I’m no stranger to signing NDAs and other documents that restrict me from telling you things like who banks at the company I work for. I can tell you things that are publicly known, but not things that are not. That sounds fair, doesn’t it? I also can’t blog about my company with certain details, and on pain of being fired, I can’t talk to the press about anything. I don’t have to like it all the time, but it’s something I agreed to and that’s a choice I have to live with. Many of my friends who work in other ‘worlds’ can’t understand how a company can restrict my private life. I point out that I signed a contract that promised I wouldn’t, and I keep my promises. If I didn’t, would I be the person they liked and respected?
No one here violated a contract, lied, cheated, or stole. So why are people chapped and are they right to be so?
Right and wrong are tenuous. What’s right for you isn’t right for me, and that’s a part of why we have the law, which defines right for ‘everyone.’ Of course, we all know that even then, right is subjective. The law is imperfect, we know this, that’s why we have judges and jurys who listen to the situations that surround illegalities and make judgements based on not just the black and white of a situation, but the entire picture.
What WooThemes did was legal and fair. End of story. We cannot stand and shout for the freedoms of WordPress and GPL without defending their actions. That doesn’t mean we have to like them.

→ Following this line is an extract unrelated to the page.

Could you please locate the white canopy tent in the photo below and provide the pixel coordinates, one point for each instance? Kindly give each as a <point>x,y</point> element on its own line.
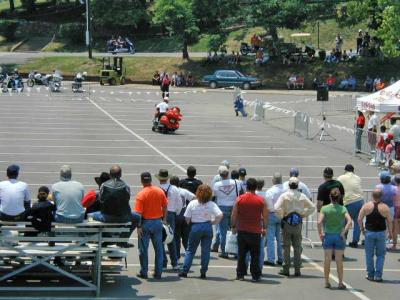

If this makes you decide to never support WooThemes or Jigoshop again, that’s your choice too, and one I will defend till my dying day. I feel that I should point out here that some people who are decrying WooTheme’s move are the same people who were all up in arms for Chris Pearson’s Thesis theme to abide by the GPL.
We live by the GPL sword, and we’ll die by that sword for as long as we stay GPL. The community clearly wants to be GPL, or we’d not have gone after Thesis with such animosity. That means we have to accept that sometimes what’s right isn’t what we would do. But then again, no one’s making you use the forked plugin.
Someone’s bound to bring up the fact that even Matt doesn’t like forking. That would be incorrect. WordPress is a fork of B2. Matt’s problem with forking is pretty easy to understand:
Forking is not usually ideal because it fragments the market for users
Notice how Matt doesn’t say he doesn’t like it, but that it’s not ideal? That does rather apply to this situation. By forking a plugin, you make two versions of it. Were we not all recently delighted when the TimThumb fork (WordThumb) merged with Tim to fix the problems? Were we not ecstatic when WPMU merged with WordPress to make MultiSite? Multiple plugins that do the same thing mean multiple places to have to patch.
And yet. There are already a handful of similar plugins out there. Having competition drives people to make better products and prevents us from resting on our laurels. It’s great you made the best plugin ever, but now what? It’s true this fork may be damaging to the community, and it’s true that it may have caused hurt feelings. But what matters more is where are Jigishop and WooThemes going next? How will their plugins make themselves notably different?
In the end, if you don’t like it, vote with your feet, but you owe it to yourself to defend everyone’s freedom with the same ferocity you defend your own. Even the people you hate.